Optimal designs are crucial when conducting efficient experiments that make the most of available resources. These designs allow scientists to study parameters with comparable precision to non-optimal designs, but with fewer experimental runs, as the number of levels for each factor is usually limited to 2 or 3. This, of course, is particularly useful when you already have some information about your system, as you can then set your factor levels to areas of the space where you are likely to find a response.
To generate an optimal design, you need to provide a model, a design criterion, a run budget, and whichever constraints might be applicable to the system you’re studying. We go into more statistical detail for optimal designs in this document, but for now it is useful to focus on the model and design criterion, usually identified by single letters (D, I, A or G, for e.g.).
When calculating an optimal design, you first decide what it is you want to learn from the biological system you are studying. Do you only care about identifying:
Main effects, e.g. those factors that are independently having an impact on your system or not.
Main effects and two factor interactions, e.g. that are independently having an impact on your system and the factors that interact with one another to impact your system.
Up to quadratic effects, e.g. the effects mentioned above plus quadratic effects, or effects that have curvature in the response.
Identifying up front what you want to learn will impact the calculation of your optimal design and how the different factors and their levels are paired up to best suit the type of model you intend to fit when you get to analysing your data. The model type also influences the type of optimality criteria you might want to use.

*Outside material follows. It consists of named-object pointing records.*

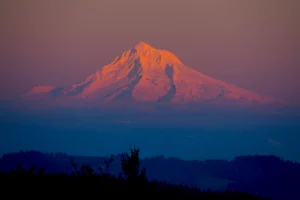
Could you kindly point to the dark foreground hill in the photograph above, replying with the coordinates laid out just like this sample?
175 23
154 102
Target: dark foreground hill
266 176
84 182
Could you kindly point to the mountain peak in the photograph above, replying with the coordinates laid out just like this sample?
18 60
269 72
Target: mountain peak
143 46
144 73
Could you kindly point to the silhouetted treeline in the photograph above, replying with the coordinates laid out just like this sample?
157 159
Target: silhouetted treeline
267 176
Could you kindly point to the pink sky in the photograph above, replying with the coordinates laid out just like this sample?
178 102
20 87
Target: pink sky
253 44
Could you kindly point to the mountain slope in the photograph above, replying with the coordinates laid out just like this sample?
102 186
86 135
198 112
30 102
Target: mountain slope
144 73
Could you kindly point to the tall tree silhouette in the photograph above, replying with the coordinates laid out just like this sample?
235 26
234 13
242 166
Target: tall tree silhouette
131 166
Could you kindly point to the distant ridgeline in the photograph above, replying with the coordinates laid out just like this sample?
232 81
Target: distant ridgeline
266 176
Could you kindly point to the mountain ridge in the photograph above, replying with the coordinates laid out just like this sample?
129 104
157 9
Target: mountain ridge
144 73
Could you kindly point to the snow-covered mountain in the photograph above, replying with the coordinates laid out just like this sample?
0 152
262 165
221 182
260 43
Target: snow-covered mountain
144 73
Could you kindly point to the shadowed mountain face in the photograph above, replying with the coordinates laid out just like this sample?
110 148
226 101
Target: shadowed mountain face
146 74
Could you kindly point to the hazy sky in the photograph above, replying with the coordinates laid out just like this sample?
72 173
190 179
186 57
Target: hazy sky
253 44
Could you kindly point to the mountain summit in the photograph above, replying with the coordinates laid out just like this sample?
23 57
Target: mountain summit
144 73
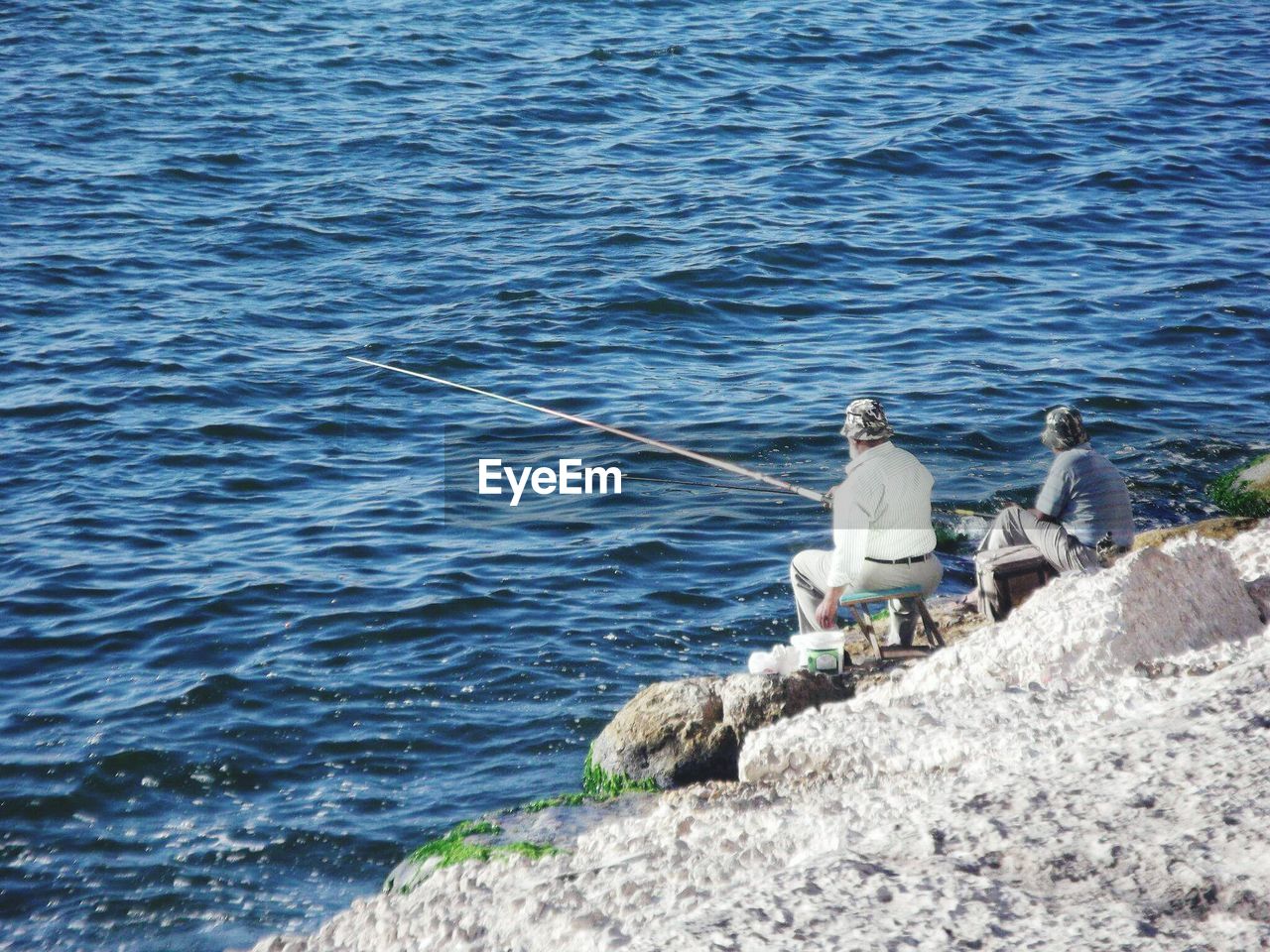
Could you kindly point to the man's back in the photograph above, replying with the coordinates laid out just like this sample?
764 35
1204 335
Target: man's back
1087 494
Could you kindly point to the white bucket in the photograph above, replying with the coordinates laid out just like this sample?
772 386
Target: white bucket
822 652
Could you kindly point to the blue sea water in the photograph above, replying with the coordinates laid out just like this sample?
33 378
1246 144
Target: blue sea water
249 655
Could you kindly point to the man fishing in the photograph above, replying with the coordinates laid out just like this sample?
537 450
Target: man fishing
1083 500
883 537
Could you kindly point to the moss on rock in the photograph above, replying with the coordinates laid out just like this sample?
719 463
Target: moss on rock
598 783
457 846
1245 490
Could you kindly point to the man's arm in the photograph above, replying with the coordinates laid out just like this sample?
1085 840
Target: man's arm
1057 492
1038 513
849 542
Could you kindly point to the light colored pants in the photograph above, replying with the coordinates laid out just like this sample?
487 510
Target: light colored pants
1015 526
810 574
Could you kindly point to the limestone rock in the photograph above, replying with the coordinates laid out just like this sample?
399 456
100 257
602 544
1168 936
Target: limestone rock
752 701
686 731
1222 529
672 733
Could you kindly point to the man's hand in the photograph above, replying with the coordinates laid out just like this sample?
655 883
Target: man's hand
826 612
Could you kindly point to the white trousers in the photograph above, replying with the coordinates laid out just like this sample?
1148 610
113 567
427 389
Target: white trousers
810 574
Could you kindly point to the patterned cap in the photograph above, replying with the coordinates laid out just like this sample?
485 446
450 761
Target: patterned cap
1064 428
866 420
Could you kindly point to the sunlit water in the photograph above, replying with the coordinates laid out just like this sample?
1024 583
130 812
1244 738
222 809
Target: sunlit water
248 655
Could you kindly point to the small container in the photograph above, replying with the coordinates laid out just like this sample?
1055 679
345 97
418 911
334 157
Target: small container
822 652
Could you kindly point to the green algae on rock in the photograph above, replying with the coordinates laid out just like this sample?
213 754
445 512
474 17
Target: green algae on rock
1245 490
461 844
598 783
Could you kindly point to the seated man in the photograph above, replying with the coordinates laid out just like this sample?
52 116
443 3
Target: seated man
1083 500
883 537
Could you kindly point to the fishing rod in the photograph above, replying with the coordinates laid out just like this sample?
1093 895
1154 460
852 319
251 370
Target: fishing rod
780 485
711 485
948 511
772 484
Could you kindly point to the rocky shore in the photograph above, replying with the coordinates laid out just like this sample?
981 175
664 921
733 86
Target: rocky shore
1088 774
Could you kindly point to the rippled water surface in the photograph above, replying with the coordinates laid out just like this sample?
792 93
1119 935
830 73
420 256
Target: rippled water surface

Synthace supports two types of optimality criteria: D-Optimal designs, and I-Optimal designs. Usually, the first are intended for screening and exploration, while the latter are used for optimization experiments.
In Synthace, however, we wanted to make the process of choosing your optimal design easier, and therefore made it so that it is dictated by the choice of the model itself: if you choose a Main Effects only model, or one that includes up to two factor interactions, we assume you are screening and therefore calculate a D-optimal design. But if you choose a model that includes quadratic effects, we assume you are optimizing and accordingly pick an I-optimal design.
Considering that calculating Optimal designs is typically more computationally expensive, there are some restrictions on the size of the design supported by Synthace. The three different options are then:
“Main Effects only”, useful for initial screening, which is available if you have less than 20 factors with 2 levels each.
“Up to Two-Factor Interactions", which includes all two factor interactions as well as main effects, and are the best choice for initial screening. These are supported for up to 12 factors with 2 levels each, or 9 factors with 3 levels.
“Up to Quadratic Effects”, useful for optimisation, which is available for up to 8 factors with 3 levels each.
In summary, Optimal designs are incredibly powerful when screening or optimising, when you already have some prior knowledge of the system you are studying. We hope this clarifies how these designs can be useful and how they are implemented in Synthace.